C’est une pièce qui prend littéralement en photo un débat dans le milieu cultivé de l’époque.
Elle est d’ailleurs suivie très rapidement de L’Impromptu de Versailles, qui est cette fois une photographie des acteurs eux-mêmes, Molière en faisant d’ailleurs partie, donnant ses consignes, répétant également avec les autres.
Ce qui est également important, c’est que, plusieurs fois, Molière affirme que son existence est liée à la cour : c’est une affirmation politique. Son théâtre progressiste, bourgeois, est soutenu par la cour. Il n’est possible que dans ce cadre là, et le personnage de Molière dit dans la pièce :
« Molière
Mon Dieu, Mademoiselle, les rois n’aiment rien tant qu’une prompte obéissance, et ne se plaisent point du tout à trouver des obstacles.
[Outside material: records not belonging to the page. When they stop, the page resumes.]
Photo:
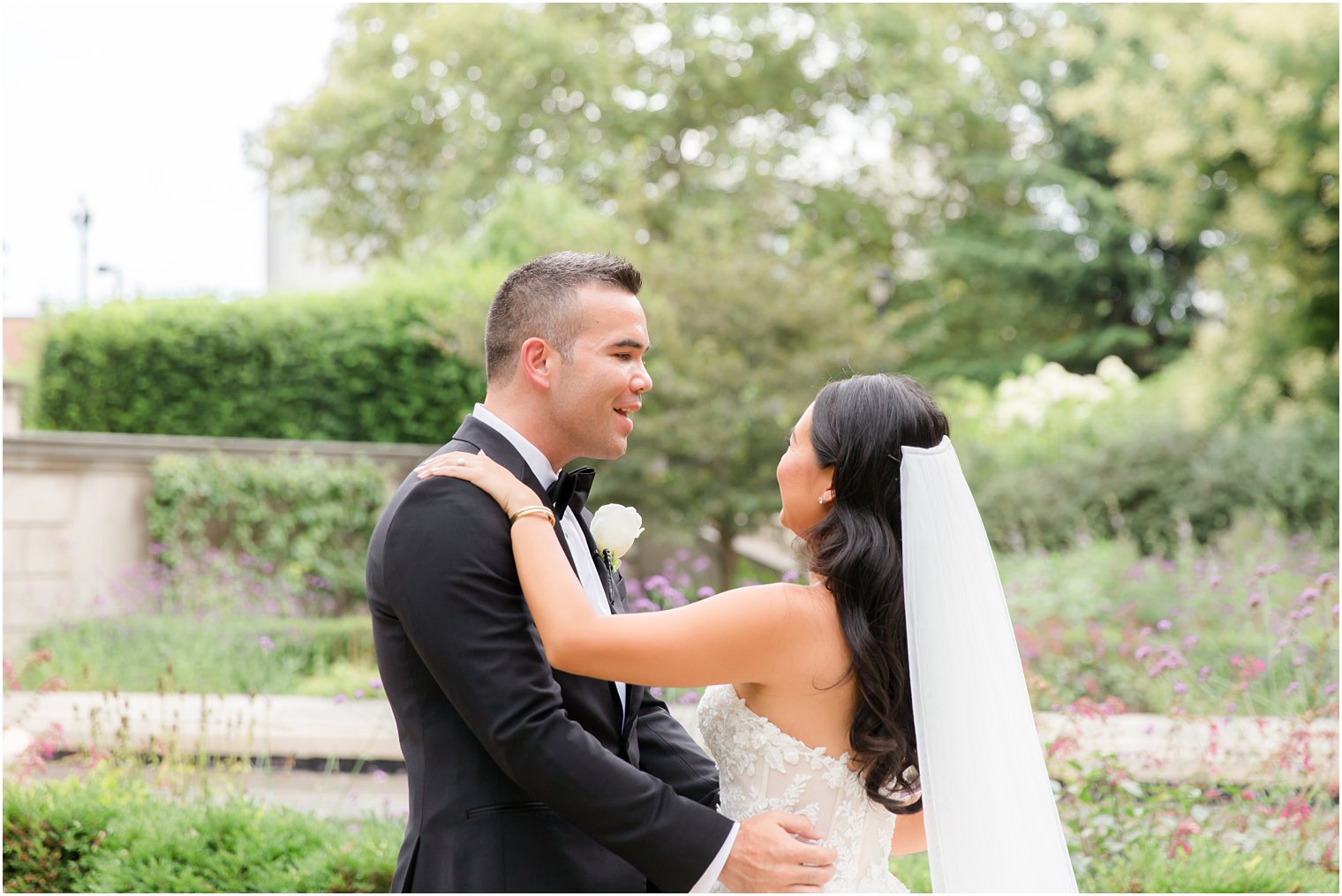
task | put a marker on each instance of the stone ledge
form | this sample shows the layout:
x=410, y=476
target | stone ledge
x=1150, y=748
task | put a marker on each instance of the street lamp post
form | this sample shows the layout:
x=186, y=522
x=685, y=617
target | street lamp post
x=82, y=219
x=880, y=289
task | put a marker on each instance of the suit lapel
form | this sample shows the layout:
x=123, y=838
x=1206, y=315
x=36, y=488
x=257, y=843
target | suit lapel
x=502, y=451
x=614, y=585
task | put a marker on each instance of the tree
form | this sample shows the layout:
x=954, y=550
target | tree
x=743, y=338
x=1225, y=125
x=901, y=139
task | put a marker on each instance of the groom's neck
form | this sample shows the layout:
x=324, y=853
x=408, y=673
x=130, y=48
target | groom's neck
x=531, y=423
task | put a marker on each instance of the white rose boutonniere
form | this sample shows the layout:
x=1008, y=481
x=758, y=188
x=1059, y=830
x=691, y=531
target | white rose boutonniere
x=614, y=530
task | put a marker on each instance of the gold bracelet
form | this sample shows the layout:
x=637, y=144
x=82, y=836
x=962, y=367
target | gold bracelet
x=536, y=510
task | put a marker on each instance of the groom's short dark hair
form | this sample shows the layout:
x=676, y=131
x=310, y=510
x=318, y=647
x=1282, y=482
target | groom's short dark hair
x=539, y=301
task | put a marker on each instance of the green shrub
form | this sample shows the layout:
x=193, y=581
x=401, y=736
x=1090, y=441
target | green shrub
x=302, y=521
x=1160, y=483
x=110, y=833
x=212, y=655
x=358, y=366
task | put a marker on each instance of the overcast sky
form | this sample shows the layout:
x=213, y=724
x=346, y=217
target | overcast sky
x=142, y=108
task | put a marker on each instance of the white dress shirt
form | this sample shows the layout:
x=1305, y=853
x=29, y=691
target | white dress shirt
x=592, y=586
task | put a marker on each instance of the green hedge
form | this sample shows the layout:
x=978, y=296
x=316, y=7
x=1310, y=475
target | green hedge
x=1163, y=483
x=358, y=366
x=221, y=653
x=111, y=833
x=298, y=524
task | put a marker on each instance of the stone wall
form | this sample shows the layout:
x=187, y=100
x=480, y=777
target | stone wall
x=74, y=513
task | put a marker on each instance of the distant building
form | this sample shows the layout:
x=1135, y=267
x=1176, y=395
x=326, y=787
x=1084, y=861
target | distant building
x=296, y=260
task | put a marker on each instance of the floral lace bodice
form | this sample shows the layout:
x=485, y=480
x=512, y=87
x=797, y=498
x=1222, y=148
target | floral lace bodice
x=763, y=769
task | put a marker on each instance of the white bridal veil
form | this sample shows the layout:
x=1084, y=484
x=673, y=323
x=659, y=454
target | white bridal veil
x=988, y=803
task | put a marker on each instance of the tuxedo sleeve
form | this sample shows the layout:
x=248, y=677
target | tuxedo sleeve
x=667, y=751
x=449, y=575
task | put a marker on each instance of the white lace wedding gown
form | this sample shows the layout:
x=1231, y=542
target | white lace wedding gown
x=761, y=769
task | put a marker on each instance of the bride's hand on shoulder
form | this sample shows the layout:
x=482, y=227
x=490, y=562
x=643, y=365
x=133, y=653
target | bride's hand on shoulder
x=498, y=482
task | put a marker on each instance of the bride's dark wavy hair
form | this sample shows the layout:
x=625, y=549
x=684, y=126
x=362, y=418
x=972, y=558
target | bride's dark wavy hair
x=858, y=426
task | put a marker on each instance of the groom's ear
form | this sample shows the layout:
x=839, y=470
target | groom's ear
x=536, y=358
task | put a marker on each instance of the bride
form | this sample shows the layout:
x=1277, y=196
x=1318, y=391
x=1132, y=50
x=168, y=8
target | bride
x=883, y=699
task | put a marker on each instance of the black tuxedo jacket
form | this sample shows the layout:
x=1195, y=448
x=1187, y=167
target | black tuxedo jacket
x=521, y=777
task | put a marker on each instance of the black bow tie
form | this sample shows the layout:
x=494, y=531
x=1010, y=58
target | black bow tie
x=570, y=490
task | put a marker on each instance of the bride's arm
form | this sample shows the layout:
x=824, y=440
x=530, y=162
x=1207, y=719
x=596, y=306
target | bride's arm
x=737, y=636
x=910, y=836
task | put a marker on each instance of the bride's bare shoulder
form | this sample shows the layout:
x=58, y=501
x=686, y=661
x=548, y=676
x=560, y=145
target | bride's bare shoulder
x=792, y=601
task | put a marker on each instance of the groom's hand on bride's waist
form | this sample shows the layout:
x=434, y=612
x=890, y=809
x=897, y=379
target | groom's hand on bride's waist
x=771, y=856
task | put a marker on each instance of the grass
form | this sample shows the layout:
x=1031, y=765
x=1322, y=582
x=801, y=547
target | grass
x=113, y=832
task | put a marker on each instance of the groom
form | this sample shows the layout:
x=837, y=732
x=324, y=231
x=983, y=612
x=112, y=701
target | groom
x=521, y=777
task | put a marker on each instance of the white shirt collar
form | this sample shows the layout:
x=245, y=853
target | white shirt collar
x=531, y=454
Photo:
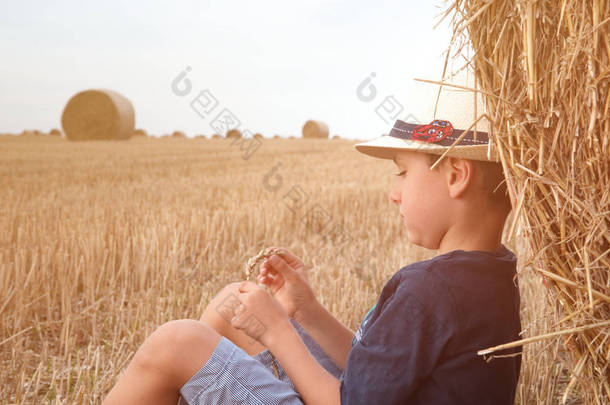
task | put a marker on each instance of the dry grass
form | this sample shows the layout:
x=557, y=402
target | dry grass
x=543, y=70
x=105, y=241
x=315, y=129
x=98, y=114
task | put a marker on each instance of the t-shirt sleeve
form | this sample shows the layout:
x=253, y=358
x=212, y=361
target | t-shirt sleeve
x=398, y=349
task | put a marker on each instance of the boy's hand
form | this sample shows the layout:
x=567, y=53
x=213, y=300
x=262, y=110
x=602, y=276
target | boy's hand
x=286, y=278
x=260, y=315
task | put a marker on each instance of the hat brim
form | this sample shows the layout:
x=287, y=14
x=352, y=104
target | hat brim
x=386, y=147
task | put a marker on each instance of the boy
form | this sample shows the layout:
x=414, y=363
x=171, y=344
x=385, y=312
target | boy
x=418, y=343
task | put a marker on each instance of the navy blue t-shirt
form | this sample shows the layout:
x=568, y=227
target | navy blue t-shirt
x=419, y=342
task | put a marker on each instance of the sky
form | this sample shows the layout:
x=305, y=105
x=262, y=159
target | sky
x=265, y=66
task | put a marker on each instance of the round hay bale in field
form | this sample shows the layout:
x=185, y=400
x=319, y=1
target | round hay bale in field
x=139, y=132
x=315, y=129
x=98, y=115
x=233, y=133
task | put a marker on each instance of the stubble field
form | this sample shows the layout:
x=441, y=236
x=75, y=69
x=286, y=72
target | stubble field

Les choses ne sont bonnes que dans le temps qu’ils les souhaitent ; et leur en vouloir reculer le divertissement, est en ôter pour eux toute la grâce. Ils veulent des plaisirs qui ne se fassent point attendre ; et les moins préparés leur sont toujours les plus agréables. Nous ne devons jamais nous regarder dans ce qu’ils désirent de nous : nous ne sommes que pour leur plaire ; et lorsqu’ils nous ordonnent quelque chose, c’est à nous à profiter vite de l’envie où ils sont. Il vaut mieux s’acquitter mal de ce qu’ils nous demandent, que de ne s’en acquitter pas assez tôt ; et si l’on a la honte de n’avoir pas bien réussi, on a toujours la gloire d’avoir obéi vite à leurs commandements. Mais songeons à répéter, s’il vous plaît. »
L’offensive contre la noblesse est ouvertement présentée comme actualité politique :
« Molière
(Parlant à de la Grange.) Vous, prenez garde à bien représenter avec moi votre rôle de marquis.
Mademoiselle Molière
Toujours des marquis !
Molière
Oui, toujours des marquis. Que diable voulez-vous qu’on prenne pour un caractère agréable de théâtre ? Le marquis aujourd’hui est le plaisant de la comédie ; et comme dans toutes les comédies anciennes on voit toujours un valet bouffon qui fait rire les auditeurs, de même, dans toutes nos pièces de maintenant, il faut toujours un marquis ridicule qui divertisse la compagnie. »
La « Querelle de L’École des femmes » est une étape historique de l’offensive anti-féodale.